By Danny Flamberg, Managing Director, Digital Strategy and CRM
This week, countless members of our industry have been gearing up to participate in Social Media Day Meetups everywhere. These events will undoubtedly provide movers and shakers with the opportunity to network in real life the way they might normally do online, trading their avatars and witty bios for their real-world faces and personalities. Obviously, it’s easier to get an accurate first impression when you meet in person, but more and more, heavy social media users crave a way to make this easy online. It got me thinking about an increasingly pertinent—and murky—topic facing marketers in the digital space today: so-called “influence scores.”
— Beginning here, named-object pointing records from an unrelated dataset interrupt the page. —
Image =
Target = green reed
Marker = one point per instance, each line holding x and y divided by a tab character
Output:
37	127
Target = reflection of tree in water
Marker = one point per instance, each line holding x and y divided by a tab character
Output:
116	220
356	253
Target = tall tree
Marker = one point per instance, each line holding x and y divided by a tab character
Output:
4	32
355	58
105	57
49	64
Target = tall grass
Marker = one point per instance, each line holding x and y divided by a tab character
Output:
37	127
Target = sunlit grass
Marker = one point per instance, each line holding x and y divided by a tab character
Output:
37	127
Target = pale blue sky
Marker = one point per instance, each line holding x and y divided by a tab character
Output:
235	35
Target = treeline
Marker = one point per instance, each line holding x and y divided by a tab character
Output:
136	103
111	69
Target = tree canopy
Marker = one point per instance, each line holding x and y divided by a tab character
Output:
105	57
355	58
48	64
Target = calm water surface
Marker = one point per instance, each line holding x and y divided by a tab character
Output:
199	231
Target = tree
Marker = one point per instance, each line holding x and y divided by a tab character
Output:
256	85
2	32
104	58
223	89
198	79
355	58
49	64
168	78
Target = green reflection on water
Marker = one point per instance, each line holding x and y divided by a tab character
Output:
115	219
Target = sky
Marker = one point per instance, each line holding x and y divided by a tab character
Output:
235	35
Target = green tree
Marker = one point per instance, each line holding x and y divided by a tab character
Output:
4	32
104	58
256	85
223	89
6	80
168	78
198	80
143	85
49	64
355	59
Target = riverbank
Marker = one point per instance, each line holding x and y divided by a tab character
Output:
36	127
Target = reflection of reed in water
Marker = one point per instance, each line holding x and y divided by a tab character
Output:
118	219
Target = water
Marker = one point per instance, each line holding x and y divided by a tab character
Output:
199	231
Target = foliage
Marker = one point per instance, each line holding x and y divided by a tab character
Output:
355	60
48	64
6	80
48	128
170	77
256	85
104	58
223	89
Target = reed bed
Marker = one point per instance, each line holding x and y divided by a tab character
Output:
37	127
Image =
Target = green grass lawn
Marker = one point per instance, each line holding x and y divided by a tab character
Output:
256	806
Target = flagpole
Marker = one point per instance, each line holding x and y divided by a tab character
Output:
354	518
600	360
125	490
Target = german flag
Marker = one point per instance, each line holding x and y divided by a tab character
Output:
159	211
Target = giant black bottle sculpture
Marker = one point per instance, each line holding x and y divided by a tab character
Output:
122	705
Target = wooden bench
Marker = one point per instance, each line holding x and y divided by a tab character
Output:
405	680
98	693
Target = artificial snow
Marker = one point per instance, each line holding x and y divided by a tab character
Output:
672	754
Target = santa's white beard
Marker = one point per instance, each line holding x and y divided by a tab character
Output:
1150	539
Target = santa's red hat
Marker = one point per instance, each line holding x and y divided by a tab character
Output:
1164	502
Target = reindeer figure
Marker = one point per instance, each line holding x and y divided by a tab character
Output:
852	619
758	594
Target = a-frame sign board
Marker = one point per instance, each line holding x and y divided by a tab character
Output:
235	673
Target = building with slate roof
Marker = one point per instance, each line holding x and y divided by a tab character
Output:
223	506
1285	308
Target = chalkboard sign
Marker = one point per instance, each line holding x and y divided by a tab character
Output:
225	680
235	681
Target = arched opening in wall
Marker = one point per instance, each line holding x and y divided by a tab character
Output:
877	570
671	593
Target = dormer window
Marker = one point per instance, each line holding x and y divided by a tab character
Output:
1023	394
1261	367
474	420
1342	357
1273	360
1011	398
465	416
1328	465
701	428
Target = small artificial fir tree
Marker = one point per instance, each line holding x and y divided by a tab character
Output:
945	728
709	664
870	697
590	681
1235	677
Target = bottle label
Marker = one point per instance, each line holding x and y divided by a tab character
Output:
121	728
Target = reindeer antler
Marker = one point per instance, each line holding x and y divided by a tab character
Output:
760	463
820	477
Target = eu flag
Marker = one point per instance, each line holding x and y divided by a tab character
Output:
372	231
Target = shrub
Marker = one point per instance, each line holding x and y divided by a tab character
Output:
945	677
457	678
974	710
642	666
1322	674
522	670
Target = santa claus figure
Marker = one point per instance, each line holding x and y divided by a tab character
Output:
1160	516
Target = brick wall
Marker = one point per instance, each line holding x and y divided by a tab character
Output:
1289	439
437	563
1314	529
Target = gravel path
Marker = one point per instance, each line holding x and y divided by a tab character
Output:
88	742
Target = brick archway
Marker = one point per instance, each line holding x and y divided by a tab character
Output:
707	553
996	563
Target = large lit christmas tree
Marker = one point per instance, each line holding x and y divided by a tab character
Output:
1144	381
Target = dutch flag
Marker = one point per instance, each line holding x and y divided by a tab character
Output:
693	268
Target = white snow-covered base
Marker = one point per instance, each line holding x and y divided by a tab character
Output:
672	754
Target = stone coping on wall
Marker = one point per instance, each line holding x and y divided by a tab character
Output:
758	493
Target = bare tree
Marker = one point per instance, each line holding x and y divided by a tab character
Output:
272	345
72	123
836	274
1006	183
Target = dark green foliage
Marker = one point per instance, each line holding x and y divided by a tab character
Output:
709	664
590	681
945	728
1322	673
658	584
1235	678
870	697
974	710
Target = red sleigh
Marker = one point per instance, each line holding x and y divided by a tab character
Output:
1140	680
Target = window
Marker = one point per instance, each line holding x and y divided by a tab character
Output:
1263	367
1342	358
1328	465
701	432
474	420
As an article in Sunday’s New York Times discussed, the increasing prominence of scoring sites like PeerIndex, Twitter Grader, and Klout, is changing the way we perceive others online. By looking at nuanced data that goes beyond follower counts or number of retweets, for example, these services aim to present a more accurate measurement of users’ social influence. And, with so many brands throwing their hats into the proverbial social media ring, it’s something they should at least be paying attention to, if nothing else.
Several analytical issues complicate the search for influence. First, there is no common definition or formula for calculating influence. There are social media users who are active, frequently reaching large numbers of friends, while generating little impact. Conversely, there are highly persuasive and influential people with just a few friends, whose influence comes from virility among friends and friends of friends. Tracking these networks and assigning values to influence—which itself is some combination of reach, acceptance, and persuasion—is a challenge.
Like so many things in the ever-evolving digital realm, at this point, it’s really too soon to place a value on these services, no matter how much buzz they’re getting. Why? Well, for starters, everything hinges on the unpublished assumptions that power mathematically “iffy” scoring algorithms. They’re the “secret sauce” and competitive differentiators for each of these so-called “tools.” If we don’t know how they work, what information they’re culling, and how they’re factoring and weighting it into a snappy numerical score, it’s difficult to say which one, if any, can actually be a valuable component of your brand’s strategy.
At the Kaplan Thaler Group, we are actively experimenting with these tools, but at this point we’re not confident on the baked-in methodologies of any of them. That’s why we’d caution anyone who places too much stake in their value judgments thus far. The truth is: everyone is eager for a scorecard that lets us automatically gauge our online influence—and that can be dangerous. It might be tempting to accept these and other similar services without looking too closely under the hood, but it’s imperative for marketers to exercise restraint and think critically first.